Brouillan était arrivé à Ragnouse. Ayant renvoyé le Profond en France avec quelques prisonniers, il se rendit à Forillon avec cent hommes pour se concerter avec d’Iberville sur leur plan de Campagne. On se décida à ne commencer qu’après avoir bien reconnu la situation des Anglais.

À la tête des Canadiens — parmi lesquels se trouvaient plusieurs gentilhommes, quatre officiers, et notamment Urbain Duperret-Janson, qui venait d’être nommé enseigne de vaisseau — à la tête des Canadiens, disions-nous, d’Iberville se porta sur Bayeboulle, où il s’empara d’un bâtiment marchand dont l’équipage s’enfuit dans les bois avec les habitants du lieu.

Un détachement de vingt hommes fut envoyé vers St-Jean, pendant que plusieurs autres parcouraient les environs pour faire des prisonniers et apprendre l’état des habitants du lieu. On fut ainsi informé qu’il n’y avait à St-Jean que trois navires marchands. Ces découvertes faites, d’Iberville choisit pour son lieutenant Montigny, officier dans une compagnie de marine du Canada, et il fut joint par le parti de Brouillan.

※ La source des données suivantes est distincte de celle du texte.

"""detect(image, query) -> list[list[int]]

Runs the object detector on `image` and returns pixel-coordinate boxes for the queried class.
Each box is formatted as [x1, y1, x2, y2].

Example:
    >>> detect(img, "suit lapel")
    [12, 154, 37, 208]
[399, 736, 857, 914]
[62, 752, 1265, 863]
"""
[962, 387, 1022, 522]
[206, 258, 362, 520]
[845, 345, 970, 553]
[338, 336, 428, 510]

Les neiges avaient commencé à tomber. Le 20 novembre, les Français s’avançaient en ordre de bataille. Montigny, avec trente Canadiens, formait l’avant-garde, et précédait le corps principal de cinq cents pas. D’Iberville et Brouillan suivaient à la tête des troupes.

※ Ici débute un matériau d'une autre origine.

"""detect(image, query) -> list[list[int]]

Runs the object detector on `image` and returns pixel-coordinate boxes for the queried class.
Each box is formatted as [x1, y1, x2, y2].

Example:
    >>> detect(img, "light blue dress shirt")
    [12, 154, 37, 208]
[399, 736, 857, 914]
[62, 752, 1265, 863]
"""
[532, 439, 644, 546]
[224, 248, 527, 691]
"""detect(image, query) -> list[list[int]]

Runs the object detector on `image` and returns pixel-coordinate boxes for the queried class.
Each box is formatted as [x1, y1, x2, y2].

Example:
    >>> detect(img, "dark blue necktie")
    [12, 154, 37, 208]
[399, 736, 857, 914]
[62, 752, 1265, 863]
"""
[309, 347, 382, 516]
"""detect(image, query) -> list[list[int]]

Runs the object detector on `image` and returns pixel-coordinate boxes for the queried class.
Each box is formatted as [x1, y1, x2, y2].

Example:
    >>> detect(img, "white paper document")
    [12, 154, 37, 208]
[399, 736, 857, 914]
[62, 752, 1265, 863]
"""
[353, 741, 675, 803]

Après avoir parcouru environ deux lieues et demie, la bande de Montigny se heurta sur un corps de quatre-vingts hommes, postés avantageusement dans le bois et couverts par quelques rochers.

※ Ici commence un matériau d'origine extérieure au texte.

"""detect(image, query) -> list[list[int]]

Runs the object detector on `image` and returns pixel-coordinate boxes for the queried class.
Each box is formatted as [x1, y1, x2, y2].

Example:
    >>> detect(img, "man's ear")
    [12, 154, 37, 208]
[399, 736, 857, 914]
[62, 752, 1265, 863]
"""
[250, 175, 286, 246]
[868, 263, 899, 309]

Étonnés un instant, les Canadiens se mettent à genoux pour recevoir l’absolution de l’abbé Beaudoin, puis ils s’élancent tête baissée sur l’ennemi. De Brouillan et d’Iberville arrivent presque aussitôt et attaquent les Anglais en tête et en flanc avec tant de vigueur, que ceux-ci fuient et se réfugient à St-Jean. D’Iberville les y suit et les force à se jeter dans deux forts, dont il s’empare et fait trente prisonniers ; le reste s’enfuit dans un grand fort ou dans une quaiche[3] mouillée dans un hâvre. Sur ces entrefaites, de Brouillan arrive avec ses soldats et sa milice ; tous s’installent dans la ville, pendant que la quaiche sortait du port, emportant une centaine d’hommes et les effets les plus précieux des habitants.

Deux cents Anglais s’étaient retirés dans le grand fort, où ils espéraient être secourus par deux vaisseaux de guerre qu’ils attendaient. Il fallait s’ouvrir un chemin pour reconnaître ce fort. De Muy et Montigny, à la tête de soixante Canadiens, brûlèrent les maisons qui l’environnaient. Placé sur la côte nord-ouest, à mi-côte, ils étaient flanqué de quatre bastions et défendu par douze pièces de canons. Pendant qu’une partie des Canadiens travaillaient à détruire les maisons par le feu, trente autres, conduits par d’Iberville, s’étaient avancés près du fort pour les soutenir.

Comme les Anglais cherchaient à temporiser dans l’attente de secours, les commandants français envoyèrent chercher à Bayeboulle un mortier, des bombes, de la poudre qui avaient été débarqués du Profond.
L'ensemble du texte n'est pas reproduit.